Scaling

Compute modules offer automatic horizontal scaling capabilities, allowing you to efficiently manage your deployment's resources. You can configure a range of replicas and set concurrency limits per replica, both of which influence scaling behavior.

Minimum replicas

Non-zero minimum: Set the minimum number of replicas to greater than zero to ensure that at least that many instances of your application will be running at all times, even during periods of inactivity. Zero minimum: Set the minimum to zero to allow your application to scale down to zero replicas when there are no active requests. However, your application will immediately scale up from zero when a request is received, upon initial deployment, and whenever load is predicted.

Maximum replicas

  • Set the highest number of active replicas for horizontal scaling.
  • Ensure resource allocation stays within desired boundaries, prevent excessive costs, and protect against uncontrolled scaling due to traffic spikes.

Concurrency limit

The concurrency limit defines the maximum number of requests a single replica can process simultaneously. It represents the parallel processing capacity of each replica. For example, a concurrency limit of three means each replica can handle up to three queries at the same time. The default setting is one, meaning each replica processes requests sequentially.

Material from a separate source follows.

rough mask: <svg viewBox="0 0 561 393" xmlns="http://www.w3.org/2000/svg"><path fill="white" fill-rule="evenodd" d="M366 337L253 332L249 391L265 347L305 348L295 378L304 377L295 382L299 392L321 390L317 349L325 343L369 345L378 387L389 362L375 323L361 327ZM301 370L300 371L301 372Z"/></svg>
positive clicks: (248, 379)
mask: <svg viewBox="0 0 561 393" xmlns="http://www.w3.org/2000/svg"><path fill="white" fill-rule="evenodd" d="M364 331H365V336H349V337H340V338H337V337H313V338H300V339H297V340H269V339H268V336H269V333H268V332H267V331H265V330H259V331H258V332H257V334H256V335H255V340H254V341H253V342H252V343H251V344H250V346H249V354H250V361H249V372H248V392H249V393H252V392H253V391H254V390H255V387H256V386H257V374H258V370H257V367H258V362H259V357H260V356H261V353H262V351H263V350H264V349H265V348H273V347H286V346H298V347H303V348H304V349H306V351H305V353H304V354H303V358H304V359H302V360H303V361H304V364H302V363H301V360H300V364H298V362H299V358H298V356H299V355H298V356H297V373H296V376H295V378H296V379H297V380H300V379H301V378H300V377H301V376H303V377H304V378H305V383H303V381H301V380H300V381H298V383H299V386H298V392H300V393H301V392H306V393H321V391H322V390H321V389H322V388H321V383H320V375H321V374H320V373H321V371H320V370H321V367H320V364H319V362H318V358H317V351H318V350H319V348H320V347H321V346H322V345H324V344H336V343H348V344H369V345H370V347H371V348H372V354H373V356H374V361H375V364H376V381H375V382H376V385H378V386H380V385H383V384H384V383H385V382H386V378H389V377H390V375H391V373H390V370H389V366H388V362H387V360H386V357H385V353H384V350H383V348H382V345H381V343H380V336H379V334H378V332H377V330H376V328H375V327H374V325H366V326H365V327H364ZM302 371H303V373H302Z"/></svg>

If you are using one of the SDKs, this concurrency is built in for you. However, if you are building a custom client, this value can be obtained from the MAX_CONCURRENT_TASKS environment variable.

Predictive scaling

Compute modules feature predictive scaling by tracking historic query load for your deployment. This system attempts to preemptively scale up to meet anticipated demand. If the prediction is inaccurate, the system will adjust and scale down. Predictive scaling respects your configured maximum number of replicas, so be sure to monitor your deployment's scaling over time and adjust your settings accordingly.